28. Feb. 2016: Die Demokratie hat gesiegt: Die Populisten haben verloren! Gotthard ja, Ausweisung nein…..

SVP-DuechsetzungsinitiativeIm Prinzip sind auch die Populisten Demokraten. Das Gedankengut der heutigen SVP kann ich aber nicht mehr als demokratisch und Gemeinschaftsfördernd bezeichnen. Eine Partei, die unser Rechtswesen ausser Kraft setzen will, indem sie die Richter durch das Parlament und Gesetze ersetzen wollte, ist sehr grenzfällig.

Ich bin ein Secondo und habe in meiner Jugend kleine Schandtaten verbrochen, die nach den Regeln der SVP zu meiner sofortigen Ausschaffung nach Deutschland oder Frankreich geführt hätte.

Das Volk hat entschieden: Der Staat soll sich nicht in die Rechtsprechung einmischen: Staat und Recht sollen getrennt bleiben.

Immer wieder unterschätzt man die Volks-Meinung der Schweizer Bevölkerung. Nicht von ungefähr haben die deutschen Berufspolitiker Angst vor einer Volksmeinung und lehnen diese Bestrebungen vehement ab. Ihre Felle würden wegschwimmen, denn die Griechenland-Krise, der Entscheid über sein eigenes Lebensende und die Zuwanderung der Flüchtlinge würde anderes bewertet werden.

Hier in der Schweiz hat das Volk ein Mitsprache- und Entscheidungrecht, in Deutschland ist das Volk in ihrer parlamentarischen Diktatur rechtslos.

Wir haben am 28. Feb. entschieden:

  • Mit gegen 60% zu 40% wurde dem Bau einem zweiten Gotthard-Tunnel zugestimmt
  • Ich bin glücklich. Meine Mit-Eidgenossen haben die umstrittene „Durchsetzungsinitative„, wir nennen sie „Täubeli-Inititative„,  zur automatischen Abschiebung von straffälligen Ausländern mit etwa 59% gegen 41% klar  abgelehnt. Damit hat die  rechtskonservativen SVP eine schallende Ohrfeige erhalten. Sie wollten nämlich den Entscheidungspielraum der Richter gegenüber Ausländern und Secondos ausser Kraft setzen. Das Schweizer Volk hat einen vermeinlichen Fehlentscheid vor ein paar Jahren korrigiert. Es scheint, dass emotionale Entscheide nur kurze Zeit wirken, weil das Volk realisiert, dass es betrogen wurde.

Ich bin nun gespannt, ob die militanten, bösartigen Mitläufer der rechtsradikalen SVP mich wiederum mit massiven Bedrohungen und Hacker-Angiffen versuchen einzuschüchtern.
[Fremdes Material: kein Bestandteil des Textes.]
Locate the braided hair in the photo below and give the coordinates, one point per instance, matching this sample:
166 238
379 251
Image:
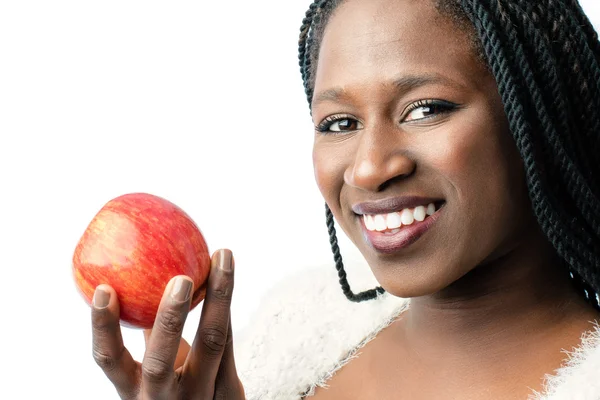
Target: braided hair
545 58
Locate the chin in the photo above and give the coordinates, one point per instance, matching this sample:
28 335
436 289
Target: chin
418 279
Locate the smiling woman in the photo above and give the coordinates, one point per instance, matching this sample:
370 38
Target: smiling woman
456 145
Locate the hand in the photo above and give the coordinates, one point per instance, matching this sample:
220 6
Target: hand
206 372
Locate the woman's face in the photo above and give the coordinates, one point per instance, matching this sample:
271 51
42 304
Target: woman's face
408 117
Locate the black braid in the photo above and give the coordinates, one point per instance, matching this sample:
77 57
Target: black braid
337 257
565 202
545 57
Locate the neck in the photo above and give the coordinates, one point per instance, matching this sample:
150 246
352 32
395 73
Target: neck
521 296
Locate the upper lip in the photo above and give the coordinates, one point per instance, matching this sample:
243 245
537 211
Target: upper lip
392 204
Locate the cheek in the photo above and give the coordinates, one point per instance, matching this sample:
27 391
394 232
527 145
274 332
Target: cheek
480 160
329 169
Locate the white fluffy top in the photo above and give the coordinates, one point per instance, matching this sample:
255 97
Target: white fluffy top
306 330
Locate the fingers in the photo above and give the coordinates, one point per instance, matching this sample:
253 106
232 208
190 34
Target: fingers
108 349
161 349
184 349
202 365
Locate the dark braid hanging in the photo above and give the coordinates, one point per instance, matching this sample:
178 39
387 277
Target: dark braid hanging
313 18
339 265
545 57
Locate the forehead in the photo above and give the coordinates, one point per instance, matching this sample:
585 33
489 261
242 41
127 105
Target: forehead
378 41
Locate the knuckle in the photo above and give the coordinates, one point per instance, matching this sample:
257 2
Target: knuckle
214 340
155 370
104 360
222 291
171 322
223 294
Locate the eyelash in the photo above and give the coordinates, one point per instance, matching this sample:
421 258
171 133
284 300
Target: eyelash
442 107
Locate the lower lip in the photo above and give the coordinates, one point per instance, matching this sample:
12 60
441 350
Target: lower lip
386 242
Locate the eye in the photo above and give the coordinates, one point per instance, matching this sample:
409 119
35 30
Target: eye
339 124
425 109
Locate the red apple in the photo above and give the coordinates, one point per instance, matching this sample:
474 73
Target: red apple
136 243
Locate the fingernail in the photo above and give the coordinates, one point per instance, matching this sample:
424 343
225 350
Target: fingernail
225 260
181 290
101 298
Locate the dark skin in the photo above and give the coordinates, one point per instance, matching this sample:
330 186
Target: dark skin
171 368
491 309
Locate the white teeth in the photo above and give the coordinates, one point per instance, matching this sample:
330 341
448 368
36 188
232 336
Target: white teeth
431 209
407 217
369 222
393 221
380 223
420 213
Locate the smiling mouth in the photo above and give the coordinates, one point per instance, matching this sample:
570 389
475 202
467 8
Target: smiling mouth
394 222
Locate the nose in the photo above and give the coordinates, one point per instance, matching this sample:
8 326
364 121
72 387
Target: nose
380 159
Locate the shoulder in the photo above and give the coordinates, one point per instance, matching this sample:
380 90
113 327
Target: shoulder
578 378
304 328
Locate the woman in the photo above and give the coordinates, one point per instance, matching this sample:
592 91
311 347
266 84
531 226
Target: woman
455 144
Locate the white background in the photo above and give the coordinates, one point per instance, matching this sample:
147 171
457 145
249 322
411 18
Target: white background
198 102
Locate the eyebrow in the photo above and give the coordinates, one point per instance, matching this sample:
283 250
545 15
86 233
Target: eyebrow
404 84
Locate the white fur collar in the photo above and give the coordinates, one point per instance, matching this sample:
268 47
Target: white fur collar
306 330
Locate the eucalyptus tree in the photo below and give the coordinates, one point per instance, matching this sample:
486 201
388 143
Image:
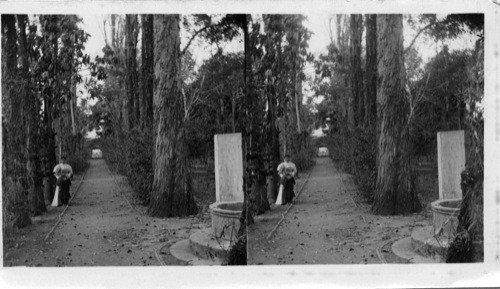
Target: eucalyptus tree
395 192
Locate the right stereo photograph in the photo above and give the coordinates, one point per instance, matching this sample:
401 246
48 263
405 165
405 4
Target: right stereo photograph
366 138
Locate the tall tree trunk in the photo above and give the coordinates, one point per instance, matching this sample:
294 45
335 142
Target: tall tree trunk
32 106
371 71
13 162
394 193
172 190
147 85
131 28
356 29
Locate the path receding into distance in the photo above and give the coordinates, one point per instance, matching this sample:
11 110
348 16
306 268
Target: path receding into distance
99 228
327 224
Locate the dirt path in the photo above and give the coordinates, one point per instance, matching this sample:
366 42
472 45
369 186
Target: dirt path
327 224
102 226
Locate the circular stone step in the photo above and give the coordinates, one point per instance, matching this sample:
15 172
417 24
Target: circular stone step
426 244
182 251
404 249
203 244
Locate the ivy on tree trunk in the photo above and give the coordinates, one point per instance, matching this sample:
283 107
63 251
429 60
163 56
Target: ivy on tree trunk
395 192
171 194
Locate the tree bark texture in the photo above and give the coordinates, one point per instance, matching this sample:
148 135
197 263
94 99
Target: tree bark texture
131 29
394 193
16 211
356 29
31 106
172 190
371 71
147 85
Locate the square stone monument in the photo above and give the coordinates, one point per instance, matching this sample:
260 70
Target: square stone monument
228 158
451 163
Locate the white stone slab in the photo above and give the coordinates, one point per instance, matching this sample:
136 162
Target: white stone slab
451 163
96 154
228 157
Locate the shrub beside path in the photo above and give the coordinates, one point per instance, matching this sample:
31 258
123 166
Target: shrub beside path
327 224
103 226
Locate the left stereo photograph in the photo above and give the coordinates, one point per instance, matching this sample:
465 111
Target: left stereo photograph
123 139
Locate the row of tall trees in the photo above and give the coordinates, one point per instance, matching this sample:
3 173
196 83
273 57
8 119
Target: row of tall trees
41 61
164 111
393 106
275 57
Mein Thailand- und auch Europa-Tagebuch ist bestmöglichst geschützt. Von der Schweizer Polizei wurde mir Unterstützung zugesagt. Ich gebe zu, die aggressiven SVP-Anhänger haben mir grosse Sorge bereitet. Ich hätte nie im Traume daran geglaubt, das Anhänger der SVP mit nationalsozialistischen Hitler-Parolen versuchen zu punkten .Ich wusste aber, dass meine Wohnung  in Binningen durch einen neuen speziellen Schliessmechanismus vor solchen Chaoten bestmöglich geschützt ist.


Ich habe in der Zwischenzeit ein paar böse und unflätige Mails erhalten. Ich kann dies akzeptieren, obwohl sie anhand des Schreibstils und der Deutschfehler von Secundos geschrieben wurden. Dies zeigt auch, dass es vielen Anhängern nicht um die Sache geht, denn diese verstehen sie gar nicht, sondern um das Zerstören des Establishments, sprich der Andersgläubigen.

Hier in Thailand leben manche SVP-Sympatisanten, nicht in der Schweiz, sondern im Ausland als Ausländer. Obwohl sie seit Jahren nicht mehr in der Schweiz waren und diese nur aus den Zeilen des BLICK, der Zeitung mit den grossen roten Buchstaben, kennen, beklagen sie sich über die unzähligen Asylanten in der Schweiz, als ob man nicht mehr durch eine Strasse gehen könnte, weil sie von herumziehenden und Frauen anpöbelnden Asylanten verstopft ist. „Ja, die Samaruga (=Bundesrätin) macht auch nichts. Sie ist unfähig!“ meinte einer der älteren Herren. Auf meine Gegenfrage, was sollte sie denn nach Euerer Meinung tun? „Aktiv werden und etwas gegen die grosse Flut an Asylanten tun!“. Diese Antwort ist typisch. Sie enthält keinen Lösungsvorschlag, nur eine Forderung!

Die SVP fordert, bietet aber keine Lösungen! Dies ist Populismus pur!